Ok. Novamente, abusando da sua atenção ao meu questionamento, vamos lá, uma caso que aconteceu conosco, sem sitar nomes: A vítima tinha 12 anos de idade, teve relação consensual com namorado com mais de 18 anos de idade. A familia soube, foi na delegacia, o delegado acatou e abriu um BO. A vítima e os pais foram encaminhadas ao nosso serviço com o devido requerimento de exame sexológico. A menor não permitia o exame, chegando inclusive a agredir a mãe e o pai. Os pais cogitaram sedação com anestésicos para o exame e devida doleta de material. Neste caso, o que devemos fazer? Ficamos "no meio do tiroteio", com o pedido do delegado e a vontade da família de um lado, e a negação da menor, que chegava a agredir os pais com a mera tentativa de colocá-la na mesa para o exame do outro lado.
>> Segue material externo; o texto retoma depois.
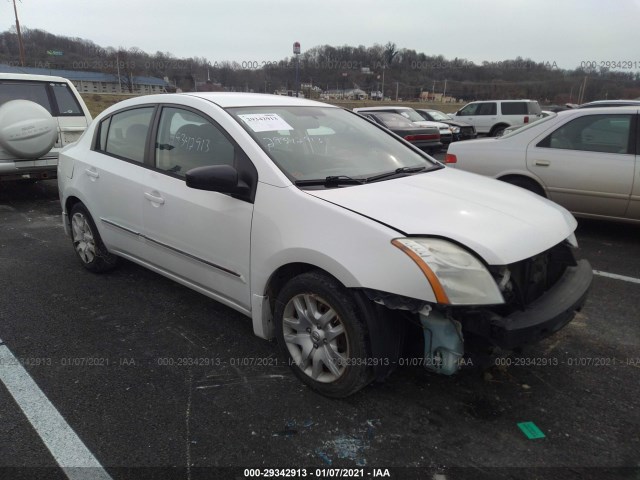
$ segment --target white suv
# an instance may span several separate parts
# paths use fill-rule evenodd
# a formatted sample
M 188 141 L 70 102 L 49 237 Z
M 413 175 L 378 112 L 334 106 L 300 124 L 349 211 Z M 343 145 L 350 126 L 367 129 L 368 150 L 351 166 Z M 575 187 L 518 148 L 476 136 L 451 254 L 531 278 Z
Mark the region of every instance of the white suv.
M 89 123 L 66 78 L 0 73 L 0 180 L 56 178 L 58 152 Z
M 468 103 L 451 118 L 470 123 L 478 133 L 497 137 L 507 127 L 542 118 L 542 110 L 535 100 L 487 100 Z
A família pode nos processar por não termos feito o exame? Podemos "ir para a corregedoria" por não termos acatado o pedido do delegado? Podemos sedar a menor, ou contê-la a força.
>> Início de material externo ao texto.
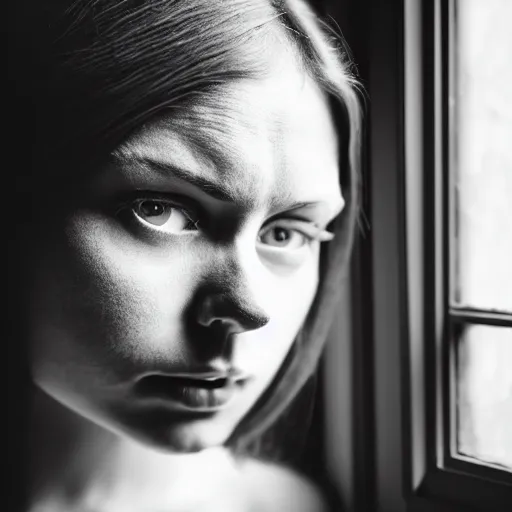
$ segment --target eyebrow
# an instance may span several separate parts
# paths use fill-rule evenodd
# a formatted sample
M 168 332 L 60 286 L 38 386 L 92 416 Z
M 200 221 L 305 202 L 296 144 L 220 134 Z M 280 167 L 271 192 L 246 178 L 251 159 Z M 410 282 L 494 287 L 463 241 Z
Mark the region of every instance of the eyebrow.
M 197 173 L 184 169 L 182 167 L 178 167 L 171 163 L 161 162 L 158 160 L 154 160 L 149 157 L 142 156 L 124 156 L 124 155 L 116 155 L 116 160 L 120 160 L 124 165 L 133 166 L 142 168 L 143 170 L 149 170 L 150 172 L 156 172 L 157 174 L 169 178 L 172 176 L 174 178 L 178 178 L 179 180 L 185 181 L 203 193 L 209 195 L 210 197 L 217 199 L 223 202 L 229 203 L 240 203 L 240 197 L 235 195 L 231 190 L 226 187 L 223 187 L 221 184 L 215 183 L 203 176 L 199 176 Z M 275 202 L 275 201 L 273 201 Z M 286 211 L 298 210 L 300 208 L 311 208 L 318 206 L 320 204 L 325 204 L 325 201 L 298 201 L 291 202 L 290 204 L 286 204 L 286 201 L 280 201 L 279 204 L 276 204 L 276 207 L 282 206 L 286 208 Z M 342 201 L 341 205 L 336 208 L 334 212 L 334 216 L 338 215 L 345 205 L 345 202 Z
M 213 197 L 214 199 L 218 199 L 219 201 L 232 203 L 237 201 L 235 195 L 227 188 L 220 184 L 214 183 L 207 178 L 198 176 L 196 173 L 187 169 L 177 167 L 167 162 L 159 162 L 158 160 L 153 160 L 152 158 L 147 157 L 137 156 L 123 158 L 122 160 L 128 163 L 128 165 L 136 165 L 137 167 L 142 167 L 144 170 L 149 169 L 150 171 L 156 172 L 165 178 L 173 176 L 182 181 L 186 181 L 187 183 L 190 183 L 191 185 L 197 187 L 199 190 L 203 191 L 205 194 L 208 194 L 209 196 Z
Novamente, muito grata pela atenção.
Nesse caso, especificamente, menor com 12 anos, a ordem do delegado é lícita.
Com 12 anos resta configurado o crime de estupro.
Vossa Senhoria ao agir está amparada por excludentes de ilicitude, inclusive no ambito administrativo - corregedoria, crm, etc.
A responsabilidade da autoridade que requereu o exame é mínima, cumpre o dever legal, a Vossa idem. . Cumpre Vsa. o dever legal e ordem hierárquica.
Use, de preferência com aval do delegado, oficicie, ligue, comunique, e ipeça força policial.
Força física - leia-se camisa de força - com auxilio de força policial isenta V. Sra. de quelaquer responsabilidade.
No entanto o uso de substâncias entorpecentes é vedado, tanto por força de Vosso Estatuto quanto por força da lei de drogas.
Então precavendo-se comunique o fato ao responsável pela ordem, cumpra-a usando de força necessária de preferência com auxílio de força policial, respeite a integridade da paciente, cuidado com a provocação de lesões e vai em frente, faça o exame.
Volto atráz em minha última opinião.
O Estatuto da Criança e do Adolescente não permite qualquer tipo de violência ou coação na execução de quaisquer medidas.
Sua vontade e integridade se soprepõem, inclusive, sobre os direitos coletivos.
Continua, portanto, o impasse.
Espero que alguém ligado aos órgãos protetivos e/ou Autoridades nos auxilie nesta situação.
Mantenho, então, o posicionamento de que o profissional deve se recusar ao procedimento quando for necessário o emprego de força, coação e violência.
justificando a recusa fundamentada no ECA e no Estatuto da Medicina V. Sra. estará livre de qualquer responsabilidade.
Entendo que na recusa da menor, impossibilitada fica a hipótese do referido exame, já que é vedado o uso de qualquer violência contra a menor. O inquérito policial e futuro processo penal deverá seguir instruído com provas outras.
Fundamento: As ações negativas (diferentemente das positivas) acerca do próprio corpo sobrepõe-se ao pátrio poder e sobrepõe-se ao poder de imperium (ou defesa da coletividade). É óbice intransponível. Tal somente poderia ser violado, amparado em excludente. Tal se permitido seria abuso tão ou mais vil do que o presumido estupro. Tal controle sobre o corpo é parte integrande do princípio da dignidade humana, e como já disse, não se alcançam pelo pátrio poder ou pelo poder do Estado.
Lembrando que o Dr. Vanderley com certeza tem maior propriedade na área penal e que, fundo minha opinião pautado num raciocínio principiológico.
Obrigado. Nossa preocupação é, justamente, fundamentar uma alegação amparada por leis, para evitar futuras brigas e desgastes entre médica legista-pais-examinada, como aconteceu no caso em questão, onde mãe e filha começaram a se agredir, chegando inclusive a entortar a dobradiça da porta e tirar a porta do nosso consultório do prumo. Com o amparo das leis, podemos interromper a discussão, mostrar a fundamentação legal e tirar a família do consultório, sem medo de retaliações por parte da família, principalmente, e do delegado que pediu o exame.